Monday, September 12, 2022

Philosopher Albert Camus on This Day in History

 

This Day in History: Author and philosopher Albert Camus was awarded the Nobel Prize in Literature on this day in 1957. Camus wrote that there "is but one truly serious philosophical problem, and that is suicide. Judging whether life is or is not worth living amounts to answering the fundamental question of philosophy." He told a sad & poignant story of a building manager who had killed himself because he had lost his daughter five years before, which greatly changed him and that the experience had “undermined” him. According to Camus "A more exact word cannot be imagined. Beginning to think is beginning to be undermined."

Though he once was a Communist, he dropped that ideology in favor of freedom:

"The real passion of the twentieth century is servitude."

"The only way to deal with an unfree world is to become so absolutely free that your very existence is an act of rebellion."

"Political utopias justified in advance any enterprises whatever."

"The welfare of the people…has always been the alibi of tyrants…giving the servants of tyranny a good conscience."

"The tyrannies of today…no longer admit of silence or neutrality…I am against."

"The only conception of freedom I can have is that of the prisoner or the individual in the midst of the state.
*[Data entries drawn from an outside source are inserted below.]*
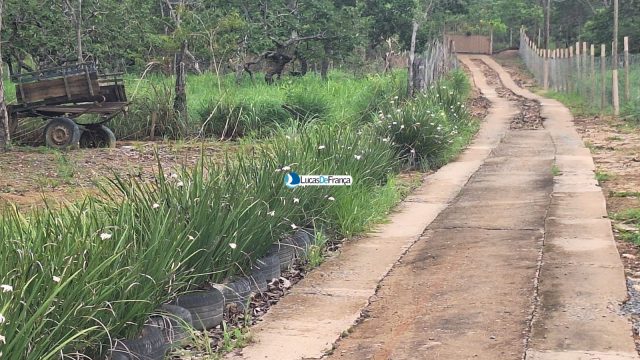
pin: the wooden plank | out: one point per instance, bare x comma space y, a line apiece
104, 108
77, 86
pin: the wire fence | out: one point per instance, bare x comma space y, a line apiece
586, 71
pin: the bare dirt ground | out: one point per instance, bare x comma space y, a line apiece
29, 175
615, 146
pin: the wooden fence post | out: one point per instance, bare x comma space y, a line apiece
603, 73
545, 69
578, 77
572, 75
627, 89
615, 93
593, 73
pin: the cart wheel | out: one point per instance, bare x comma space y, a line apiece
97, 136
62, 133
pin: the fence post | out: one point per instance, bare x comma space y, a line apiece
615, 93
603, 73
578, 76
593, 74
545, 71
556, 82
572, 69
627, 89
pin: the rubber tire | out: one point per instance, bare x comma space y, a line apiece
107, 138
206, 308
285, 252
174, 322
265, 270
291, 248
73, 141
151, 346
237, 292
302, 240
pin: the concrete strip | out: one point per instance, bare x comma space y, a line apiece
579, 355
308, 321
582, 280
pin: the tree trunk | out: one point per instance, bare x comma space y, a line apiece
180, 101
5, 138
The only one I know is freedom of thought and action."

"Absolute domination by the law does not represent liberty, but without law there is no freedom."

"Freedom is not a gift received from the State."
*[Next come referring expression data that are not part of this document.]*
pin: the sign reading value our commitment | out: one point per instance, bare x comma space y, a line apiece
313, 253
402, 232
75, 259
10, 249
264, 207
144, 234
"Freedom is not a reward or a decoration…It’s a long distance race, quite solitary and very exhausting."

"Freedom is nothing else but a chance to get better, whereas enslavement is a certainty of the worse."
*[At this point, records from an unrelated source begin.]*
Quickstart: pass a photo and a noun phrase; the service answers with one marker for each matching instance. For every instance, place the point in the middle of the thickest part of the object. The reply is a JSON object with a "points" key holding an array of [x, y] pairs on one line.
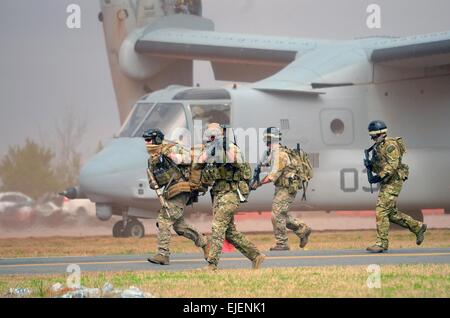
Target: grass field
{"points": [[335, 281], [87, 246]]}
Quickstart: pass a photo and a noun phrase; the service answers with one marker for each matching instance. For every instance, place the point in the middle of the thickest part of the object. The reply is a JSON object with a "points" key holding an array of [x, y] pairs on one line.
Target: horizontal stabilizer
{"points": [[419, 51]]}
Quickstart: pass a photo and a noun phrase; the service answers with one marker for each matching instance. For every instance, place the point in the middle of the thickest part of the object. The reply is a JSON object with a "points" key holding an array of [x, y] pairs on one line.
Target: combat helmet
{"points": [[213, 131], [156, 135], [272, 134], [377, 127]]}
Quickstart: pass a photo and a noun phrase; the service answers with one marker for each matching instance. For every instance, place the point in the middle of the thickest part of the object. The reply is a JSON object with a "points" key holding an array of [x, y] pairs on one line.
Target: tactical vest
{"points": [[380, 158], [298, 172], [228, 177], [166, 172]]}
"Liberty ultimately seems to me, for societies and for individuals…the supreme good that governs all others."

"Is it possible…to reject injustice without ceasing to acclaim the nature of man and the beauty of the world? Our answer is yes."

"We have to live and let live in order to create what we are."

"The aim of art, the aim of a life can only be to increase the sum of freedom and responsibility to be found in every man and in the world. It cannot, under any circumstances, be to reduce or suppress that freedom."

"Without giving up anything on the plane of justice, yield nothing on the plane of freedom."

"More and more, when faced with the world of men, the only reaction is one of individualism. Man alone is an end unto himself."